When talking about the "heat treatment" that might include in your definition normalization cycles, austenitizing, cooling ( which can be over a long time with some steels), tempering, sometimes several times, even cryo. etc.
Saying a 40 hour heat treat cycle probably takes this kind of different steps of the production process and groups them together. Looking at it like that a "40 hour" heat treat isn't all that uncommon or exceptional for some of the alloy steels, especially from the air cooled class that may have to cool at, say 25 degrees per hour for instance. The actual heat treat hardening, or "austenitizing" temp., once it is reached may only be 20 to 30 minutes. The way I explain it sure isn't very good. The best way is to look at some of the steels on the manufacturers websites and read the heat treatment instructions.
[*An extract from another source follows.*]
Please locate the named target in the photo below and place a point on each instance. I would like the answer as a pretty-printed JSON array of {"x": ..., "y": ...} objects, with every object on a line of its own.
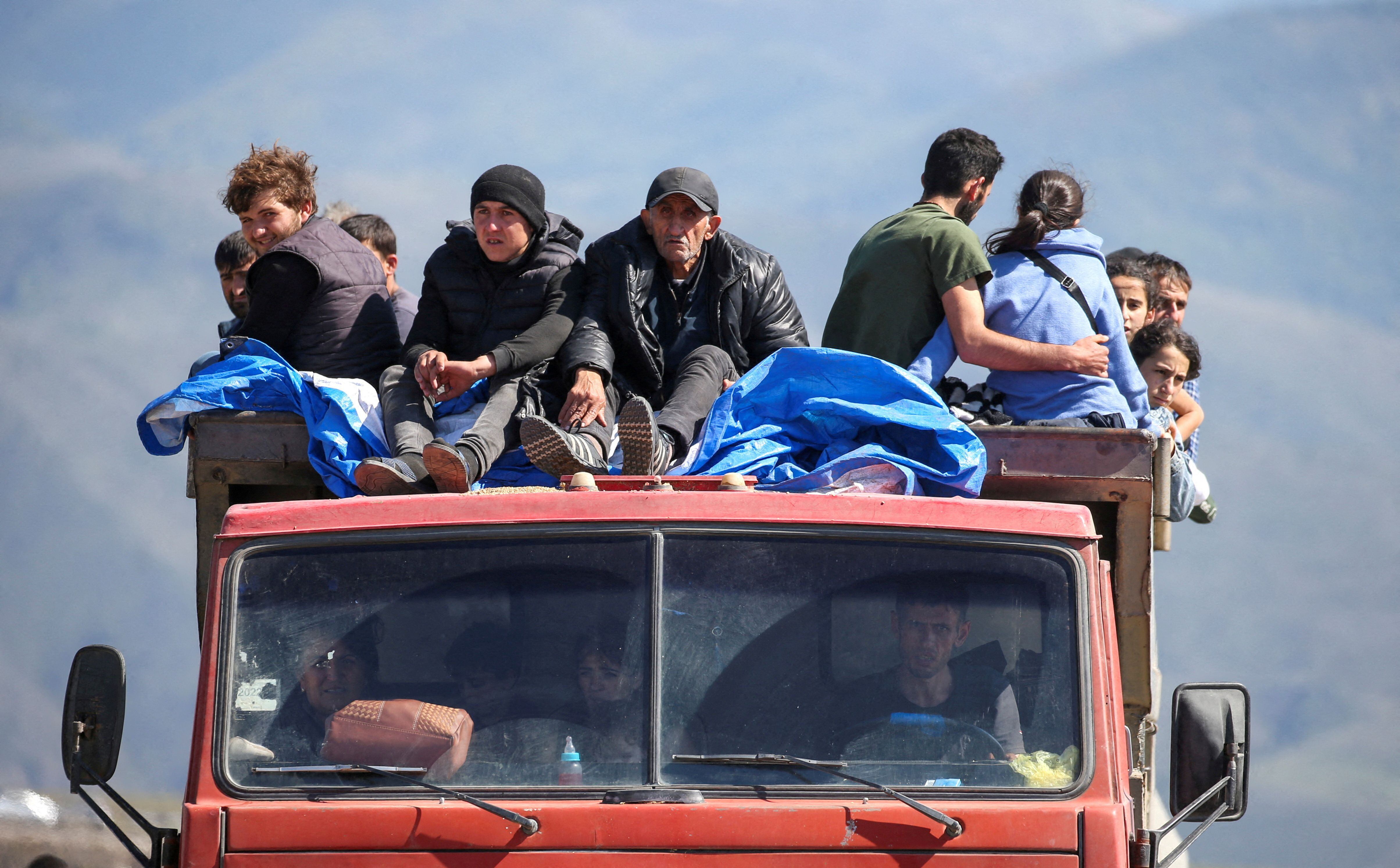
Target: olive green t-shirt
[{"x": 891, "y": 299}]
Repeating a mantra about a 40 hour cycle that is proprietary does not mean that much to someone that has made knives, or been involved with heat treats.
Infi is a fine steel, but so was carbon V. Their names are made up marketing tools though, nothing more. Personally I'd rather really know what I was buying, but not everybody sees it that way.
It's not a secret in the industry any more than Carbon V was, nor is 40 ( appx) hours for the production heat treat cycle all that unique for production of fine tools, which is what Busse knives are.
I don't really care for some of the hype, and for sure I don't like their marketing strategy, but there is no denying they are quality tools. Not worth the price to me, but fine quality nonetheless. The finish and edge geometry of non custom ground knives are not my style either.